Produsen mobil asal Korea tersebut menargetkan penjualan sebanyak 455.000 unit pada tahun ini, naik sekitar 5,8 persen dari tahun lalu, namun orang dalam industri mengatakan bahwa produsen mobil tersebut mengurangi separuh volume produksinya karena masalah geopolitik yang sedang berlangsung.
Pakar pasar mencatat bahwa jika kekurangan komponen mobil termasuk chip terus berlanjut, perusahaan-perusahaan Korea mungkin mempertimbangkan untuk menutup pabrik mereka dan keluar dari pasar.
“Dengan keputusan AS dan UE mengenai sanksi SWIFT terhadap Rusia, akan sulit bagi produsen mobil Korea untuk berkinerja seperti tahun-tahun sebelumnya. Kerugian sekitar 450 miliar won diperkirakan terjadi pada Hyundai Motor Group,” kata peneliti kendaraan listrik dan mobilitas Samsung Insurance, Yim Eun-young.
Posco International, perusahaan perdagangan terbesar di negara itu di bawah Posco Holdings, juga menghentikan pengoperasian terminal gandumnya di Mykolaiv, Ukraina. Hal ini menimbulkan risiko yang signifikan bagi perusahaan Korea, yang berupaya meningkatkan kapasitas biji-bijiannya menjadi 25 juta ton di seluruh dunia pada tahun 2030 untuk menjadi salah satu dari 10 perusahaan makanan terbesar di dunia. Bisnis makanan Posco International menyumbang sekitar seperempat dari total penjualannya, tidak termasuk pembuatan baja dan energi.
“Kami memukimkan kembali pekerja yang tinggal di Ukraina, dan semuanya kembali ke Korea. Kami masih memantau situasinya dengan cermat,” kata seorang pejabat Posco International.
Didirikan pada tahun 2019, terminal biji-bijian Posco International telah menjadi pintu gerbang penting bagi penjualan biji-bijian luar negeri seperti jagung dan gandum ke Eropa, Afrika Utara, Timur Tengah, dan Asia.
Menurut Asosiasi Perdagangan Internasional Korea, terdapat lebih dari 300 laporan yang disampaikan oleh perusahaan lokal mengenai masalah ekspor ke Rusia dan Ukraina sejak 24 Februari. Lebih dari separuh kasus terkait dengan masalah pembayaran ketika AS dan UE memberlakukan sanksi ekonomi terhadap Rusia.
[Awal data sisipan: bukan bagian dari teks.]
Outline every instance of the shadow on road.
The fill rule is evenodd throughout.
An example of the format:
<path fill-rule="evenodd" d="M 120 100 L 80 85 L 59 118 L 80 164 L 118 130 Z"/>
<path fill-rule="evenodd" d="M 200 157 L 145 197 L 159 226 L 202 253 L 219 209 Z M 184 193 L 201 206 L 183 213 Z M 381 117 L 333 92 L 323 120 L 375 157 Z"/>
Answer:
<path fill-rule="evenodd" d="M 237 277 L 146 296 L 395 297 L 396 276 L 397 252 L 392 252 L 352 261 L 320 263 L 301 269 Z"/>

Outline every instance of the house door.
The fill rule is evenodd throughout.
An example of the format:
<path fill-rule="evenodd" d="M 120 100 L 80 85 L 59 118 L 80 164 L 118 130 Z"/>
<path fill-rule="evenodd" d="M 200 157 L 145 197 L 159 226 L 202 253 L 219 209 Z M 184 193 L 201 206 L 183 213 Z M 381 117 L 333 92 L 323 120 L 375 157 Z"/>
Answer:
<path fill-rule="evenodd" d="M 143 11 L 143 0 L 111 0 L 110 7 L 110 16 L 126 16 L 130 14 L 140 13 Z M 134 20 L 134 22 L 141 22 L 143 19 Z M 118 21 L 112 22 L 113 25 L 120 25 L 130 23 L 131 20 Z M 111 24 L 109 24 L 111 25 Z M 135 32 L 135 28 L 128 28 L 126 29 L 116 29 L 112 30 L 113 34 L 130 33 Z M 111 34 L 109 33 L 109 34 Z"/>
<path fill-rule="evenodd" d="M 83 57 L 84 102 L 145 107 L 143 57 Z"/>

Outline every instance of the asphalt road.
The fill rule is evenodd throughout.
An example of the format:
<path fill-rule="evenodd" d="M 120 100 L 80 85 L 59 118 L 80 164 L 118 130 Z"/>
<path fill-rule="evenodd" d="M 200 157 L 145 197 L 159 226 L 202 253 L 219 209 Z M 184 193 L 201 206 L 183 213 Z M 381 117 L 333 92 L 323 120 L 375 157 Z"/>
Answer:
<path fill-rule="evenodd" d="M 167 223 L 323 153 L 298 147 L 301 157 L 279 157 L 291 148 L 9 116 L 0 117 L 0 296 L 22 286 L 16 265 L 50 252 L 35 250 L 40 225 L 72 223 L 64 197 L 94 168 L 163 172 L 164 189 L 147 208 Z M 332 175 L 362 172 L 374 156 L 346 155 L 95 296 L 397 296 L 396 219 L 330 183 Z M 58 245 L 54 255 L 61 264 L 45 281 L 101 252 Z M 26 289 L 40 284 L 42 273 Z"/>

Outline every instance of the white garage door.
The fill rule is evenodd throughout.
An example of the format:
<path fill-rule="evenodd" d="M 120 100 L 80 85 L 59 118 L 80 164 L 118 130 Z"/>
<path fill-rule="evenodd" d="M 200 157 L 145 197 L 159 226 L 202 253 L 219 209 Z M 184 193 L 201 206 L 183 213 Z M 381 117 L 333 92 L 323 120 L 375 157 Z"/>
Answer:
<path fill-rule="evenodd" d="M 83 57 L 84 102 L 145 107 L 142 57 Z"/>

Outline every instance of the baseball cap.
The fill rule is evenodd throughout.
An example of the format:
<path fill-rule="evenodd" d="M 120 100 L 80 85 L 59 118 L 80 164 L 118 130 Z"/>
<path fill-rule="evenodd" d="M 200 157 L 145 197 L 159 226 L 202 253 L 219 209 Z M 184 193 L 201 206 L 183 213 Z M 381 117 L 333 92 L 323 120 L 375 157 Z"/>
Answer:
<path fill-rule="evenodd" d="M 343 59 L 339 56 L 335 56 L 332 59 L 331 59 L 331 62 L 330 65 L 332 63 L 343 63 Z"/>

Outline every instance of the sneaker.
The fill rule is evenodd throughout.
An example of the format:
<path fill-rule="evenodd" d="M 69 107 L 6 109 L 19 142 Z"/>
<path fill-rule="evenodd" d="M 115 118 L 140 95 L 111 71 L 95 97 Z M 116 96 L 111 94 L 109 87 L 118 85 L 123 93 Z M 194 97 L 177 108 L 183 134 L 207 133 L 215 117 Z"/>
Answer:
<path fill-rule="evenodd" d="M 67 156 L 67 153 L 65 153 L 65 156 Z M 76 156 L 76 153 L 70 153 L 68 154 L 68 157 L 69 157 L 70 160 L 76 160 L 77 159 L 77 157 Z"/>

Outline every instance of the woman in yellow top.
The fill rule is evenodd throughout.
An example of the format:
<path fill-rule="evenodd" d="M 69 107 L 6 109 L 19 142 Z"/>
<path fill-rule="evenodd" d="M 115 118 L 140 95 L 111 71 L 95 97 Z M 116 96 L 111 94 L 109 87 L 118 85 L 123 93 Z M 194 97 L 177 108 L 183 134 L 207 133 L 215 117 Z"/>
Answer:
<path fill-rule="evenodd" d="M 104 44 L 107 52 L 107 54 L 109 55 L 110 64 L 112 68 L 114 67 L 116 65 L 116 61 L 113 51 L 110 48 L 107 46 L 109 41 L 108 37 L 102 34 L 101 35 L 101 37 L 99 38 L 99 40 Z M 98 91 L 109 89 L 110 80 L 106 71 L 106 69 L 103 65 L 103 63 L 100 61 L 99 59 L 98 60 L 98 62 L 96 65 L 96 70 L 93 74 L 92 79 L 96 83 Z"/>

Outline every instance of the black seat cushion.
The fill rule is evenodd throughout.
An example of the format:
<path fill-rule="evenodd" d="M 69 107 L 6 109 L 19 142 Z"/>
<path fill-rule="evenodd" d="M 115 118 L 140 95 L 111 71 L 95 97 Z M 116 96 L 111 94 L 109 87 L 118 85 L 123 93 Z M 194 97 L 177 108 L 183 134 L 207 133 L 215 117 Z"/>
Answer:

Masalah lainnya termasuk masalah logistik dan kurangnya informasi.
“Karena serangkaian insiden baru-baru ini telah menyebabkan serangkaian kerugian pada industri perdagangan yang mengekspor ke Rusia dan Ukraina, kami akan terus melakukan upaya untuk mengurangi kerugian melalui kerja sama dengan pemerintah dan lembaga terkait,” kata Sin Seong-kwan, wakil eksekutif . presiden di KITA.